Arthritis is what happens when cartilage – the flexible tissue (gristle) that covers and protects the joints – wears out. Thumb carpometacarpal (CMC) joint arthritis is when this happens at the base of your thumb (where your thumb and wrist meet). As the joint wears down, the ends of the bones rub together. Resulting pain, swelling, decreased strength and range of motion, can make it difficult to use your hand for simple activities, such as turning doorknobs and opening jars.
The thumb CMC joint is named for the bones that make up the base joint of the thumb – a Carpal (wrist) bone and a Metacarpal or long bone of the thumb – the most common place in the hand for arthritis. Thumb base arthritis can be mild but can worsen over time and it is always best to treat it early with some simple measures.
- Pain at the base of your thumb, when you pinch or grip small objects, pens/keys.
- Tenderness or pain when you press on or around the joint or when you use your thumb to apply force.

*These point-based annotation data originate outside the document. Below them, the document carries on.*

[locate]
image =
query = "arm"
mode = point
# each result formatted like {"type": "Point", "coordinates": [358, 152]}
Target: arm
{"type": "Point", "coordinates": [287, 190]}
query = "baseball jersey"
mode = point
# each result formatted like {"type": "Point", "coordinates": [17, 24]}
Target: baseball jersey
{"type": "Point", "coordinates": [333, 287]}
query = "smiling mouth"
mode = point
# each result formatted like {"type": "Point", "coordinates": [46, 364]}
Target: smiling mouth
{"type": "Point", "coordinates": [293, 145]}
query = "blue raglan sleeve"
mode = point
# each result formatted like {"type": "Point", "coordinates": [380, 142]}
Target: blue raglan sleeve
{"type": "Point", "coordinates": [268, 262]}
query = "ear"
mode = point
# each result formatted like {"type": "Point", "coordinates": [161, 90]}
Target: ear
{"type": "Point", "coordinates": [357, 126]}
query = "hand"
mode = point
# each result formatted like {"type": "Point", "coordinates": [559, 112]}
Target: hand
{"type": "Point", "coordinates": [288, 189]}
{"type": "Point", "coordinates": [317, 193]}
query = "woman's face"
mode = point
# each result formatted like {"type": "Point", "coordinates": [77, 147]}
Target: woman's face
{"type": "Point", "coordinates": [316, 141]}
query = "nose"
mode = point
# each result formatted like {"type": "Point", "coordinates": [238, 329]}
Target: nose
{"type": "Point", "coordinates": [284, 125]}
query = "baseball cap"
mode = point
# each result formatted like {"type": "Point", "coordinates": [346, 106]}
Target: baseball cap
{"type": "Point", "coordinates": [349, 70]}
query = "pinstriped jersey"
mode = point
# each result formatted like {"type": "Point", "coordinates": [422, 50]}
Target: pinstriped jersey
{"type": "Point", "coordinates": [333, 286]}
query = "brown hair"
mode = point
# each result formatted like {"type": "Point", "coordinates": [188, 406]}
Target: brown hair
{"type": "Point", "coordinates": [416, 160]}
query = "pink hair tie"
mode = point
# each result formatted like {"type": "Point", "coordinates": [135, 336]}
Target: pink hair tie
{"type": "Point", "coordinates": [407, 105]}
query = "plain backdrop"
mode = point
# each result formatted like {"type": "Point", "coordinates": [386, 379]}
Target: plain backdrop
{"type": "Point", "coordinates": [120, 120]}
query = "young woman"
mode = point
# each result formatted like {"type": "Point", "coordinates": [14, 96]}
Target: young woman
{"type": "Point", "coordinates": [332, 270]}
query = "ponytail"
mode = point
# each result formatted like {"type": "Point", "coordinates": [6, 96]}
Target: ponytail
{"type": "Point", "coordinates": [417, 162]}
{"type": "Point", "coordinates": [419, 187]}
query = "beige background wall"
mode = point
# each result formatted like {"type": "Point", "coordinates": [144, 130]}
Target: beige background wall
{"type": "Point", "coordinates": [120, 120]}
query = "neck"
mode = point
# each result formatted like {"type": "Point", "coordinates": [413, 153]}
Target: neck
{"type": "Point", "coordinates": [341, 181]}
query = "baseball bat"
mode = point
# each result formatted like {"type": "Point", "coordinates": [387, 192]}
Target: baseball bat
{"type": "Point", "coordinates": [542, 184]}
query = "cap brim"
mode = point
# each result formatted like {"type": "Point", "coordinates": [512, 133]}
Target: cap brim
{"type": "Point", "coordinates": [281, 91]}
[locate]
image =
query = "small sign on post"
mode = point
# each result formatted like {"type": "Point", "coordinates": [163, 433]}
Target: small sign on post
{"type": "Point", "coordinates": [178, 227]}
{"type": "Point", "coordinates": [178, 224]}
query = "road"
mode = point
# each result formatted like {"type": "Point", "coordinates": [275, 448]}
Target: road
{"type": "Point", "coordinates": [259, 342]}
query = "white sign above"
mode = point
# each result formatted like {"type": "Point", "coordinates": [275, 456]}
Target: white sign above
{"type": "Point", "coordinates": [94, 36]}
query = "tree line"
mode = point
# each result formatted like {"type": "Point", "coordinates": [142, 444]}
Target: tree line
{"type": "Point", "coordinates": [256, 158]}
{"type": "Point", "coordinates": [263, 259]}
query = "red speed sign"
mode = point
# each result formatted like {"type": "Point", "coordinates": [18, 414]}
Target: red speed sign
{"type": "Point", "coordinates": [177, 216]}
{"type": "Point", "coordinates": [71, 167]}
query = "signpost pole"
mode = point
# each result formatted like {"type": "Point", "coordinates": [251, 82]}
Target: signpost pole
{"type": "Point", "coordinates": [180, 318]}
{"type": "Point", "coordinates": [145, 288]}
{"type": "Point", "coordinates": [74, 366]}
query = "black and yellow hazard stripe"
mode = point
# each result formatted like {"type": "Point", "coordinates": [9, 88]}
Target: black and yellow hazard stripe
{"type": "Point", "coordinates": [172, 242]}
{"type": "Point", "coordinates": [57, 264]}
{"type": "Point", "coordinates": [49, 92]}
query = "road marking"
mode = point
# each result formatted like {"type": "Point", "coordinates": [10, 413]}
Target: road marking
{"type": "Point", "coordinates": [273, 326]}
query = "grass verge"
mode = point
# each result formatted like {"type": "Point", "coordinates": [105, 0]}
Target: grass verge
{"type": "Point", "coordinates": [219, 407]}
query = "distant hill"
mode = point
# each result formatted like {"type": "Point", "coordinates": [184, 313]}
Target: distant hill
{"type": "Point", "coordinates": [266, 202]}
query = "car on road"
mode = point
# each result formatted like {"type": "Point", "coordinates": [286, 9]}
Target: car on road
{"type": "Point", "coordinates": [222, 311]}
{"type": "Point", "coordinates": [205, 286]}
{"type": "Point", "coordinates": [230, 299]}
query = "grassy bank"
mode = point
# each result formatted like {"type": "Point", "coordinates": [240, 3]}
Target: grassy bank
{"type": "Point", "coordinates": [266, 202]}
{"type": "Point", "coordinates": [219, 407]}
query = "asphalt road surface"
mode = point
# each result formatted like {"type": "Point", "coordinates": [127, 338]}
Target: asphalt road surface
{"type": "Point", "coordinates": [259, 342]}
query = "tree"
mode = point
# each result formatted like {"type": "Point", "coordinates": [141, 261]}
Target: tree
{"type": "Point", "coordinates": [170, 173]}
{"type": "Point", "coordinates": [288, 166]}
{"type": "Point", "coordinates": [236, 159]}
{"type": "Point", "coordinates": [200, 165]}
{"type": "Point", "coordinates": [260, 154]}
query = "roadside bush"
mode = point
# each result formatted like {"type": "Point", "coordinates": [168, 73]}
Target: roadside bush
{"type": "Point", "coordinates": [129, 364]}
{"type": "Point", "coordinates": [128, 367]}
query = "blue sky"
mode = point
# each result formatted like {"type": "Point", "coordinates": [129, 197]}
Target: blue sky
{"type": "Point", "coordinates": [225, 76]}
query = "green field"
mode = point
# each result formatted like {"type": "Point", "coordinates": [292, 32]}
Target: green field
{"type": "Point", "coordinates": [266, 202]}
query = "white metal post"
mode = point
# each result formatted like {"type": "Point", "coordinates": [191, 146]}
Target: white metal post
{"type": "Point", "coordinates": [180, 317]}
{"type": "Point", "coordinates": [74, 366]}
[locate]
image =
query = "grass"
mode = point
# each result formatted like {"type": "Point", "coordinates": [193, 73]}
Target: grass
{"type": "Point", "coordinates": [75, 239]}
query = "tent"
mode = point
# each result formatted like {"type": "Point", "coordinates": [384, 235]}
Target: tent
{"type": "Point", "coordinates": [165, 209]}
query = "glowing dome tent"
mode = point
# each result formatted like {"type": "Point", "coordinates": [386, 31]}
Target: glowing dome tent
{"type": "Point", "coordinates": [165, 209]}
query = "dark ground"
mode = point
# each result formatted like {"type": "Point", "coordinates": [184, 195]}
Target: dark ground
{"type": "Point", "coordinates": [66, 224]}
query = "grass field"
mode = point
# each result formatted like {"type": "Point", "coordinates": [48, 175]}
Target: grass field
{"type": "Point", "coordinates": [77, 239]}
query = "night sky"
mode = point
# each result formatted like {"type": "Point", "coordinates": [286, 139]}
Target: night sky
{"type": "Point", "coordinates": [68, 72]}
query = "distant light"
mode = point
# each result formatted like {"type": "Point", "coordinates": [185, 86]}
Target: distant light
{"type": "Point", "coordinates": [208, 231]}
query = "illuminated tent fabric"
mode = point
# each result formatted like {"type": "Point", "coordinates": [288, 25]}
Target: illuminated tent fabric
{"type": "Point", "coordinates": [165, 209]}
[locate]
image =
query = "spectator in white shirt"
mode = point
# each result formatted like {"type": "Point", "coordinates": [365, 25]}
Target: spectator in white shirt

TREATMENTS: WHAT CAN I DO ABOUT IT?
- See your doctor if you have persistent swelling, stiffness or pain at the base of your thumb.
- Wearing a splint/brace to support your thumb and limit wrist motion will improve pain and lessen the effects of arthritis.
- Thumb splints offer different levels of support depending on the material.
- Flexible fabric splints provide compression and support for stability.
- Splints with metal strips help hold the thumb in place to allow it to rest. Choosing the right splint is key to properly manage thumb base arthritis.
- Additional relief may be obtained from cortisone injections, physical therapy and non-steroidal anti-inflammatory medications.
When these measures fail, increasing difficulty with activities of daily living or pain severe enough to wake you at night, are reasons for joint surgical repair.